Procédure devant la Cour :
Par une requête, enregistrée le 2 octobre 2015, MmeA..., représentée par Me B..., demande à la Cour :
1°) d'annuler ce jugement du tribunal administratif de Nice du 30 septembre 2015 ;
2°) d'annuler, pour excès de pouvoir, l'arrêté préfectoral du 19 février 2015 ;
3°) d'enjoindre au préfet des Alpes-Maritimes de lui délivrer une carte de séjour temporaire portant la mention " vie privée et familiale " ou, à défaut, de procéder au réexamen de sa demande d'admission au séjour et, dans l'attente, de lui délivrer une autorisation provisoire de séjour portant droit de travailler ;
4°) de mettre à la charge de l'Etat la somme de 2 000 euros sur le fondement de l'article L. 761-1 du code de justice administrative.
Elle soutient que :
- le signataire de l'arrêté ne justifie pas d'une délégation de signature ;
- l'avis de la commission du titre de séjour ne lui a pas été régulièrement notifié ;
- le préfet a porté une atteinte excessive à sa vie privée et familiale ;
- l'arrêté est entaché d'erreur manifeste d'appréciation.

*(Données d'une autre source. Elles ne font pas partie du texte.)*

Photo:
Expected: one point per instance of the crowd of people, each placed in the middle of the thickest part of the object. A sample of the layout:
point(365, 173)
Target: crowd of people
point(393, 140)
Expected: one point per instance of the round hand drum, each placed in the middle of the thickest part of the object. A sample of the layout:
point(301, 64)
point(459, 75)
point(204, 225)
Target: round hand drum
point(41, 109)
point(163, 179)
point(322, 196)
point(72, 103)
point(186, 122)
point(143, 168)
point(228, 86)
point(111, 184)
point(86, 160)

Vu les autres pièces du dossier.
Vu :
- la convention européenne de sauvegarde des droits de l'homme et des libertés fondamentales ;
- le code de l'entrée et du séjour des étrangers et du droit d'asile ;
- le code de justice administrative.
Le président de la formation de jugement a dispensé le rapporteur public, sur sa proposition, de prononcer des conclusions à l'audience.
Les parties ont été régulièrement averties du jour de l'audience.
A été entendu au cours de l'audience publique le rapport de M. Chanon, premier conseiller.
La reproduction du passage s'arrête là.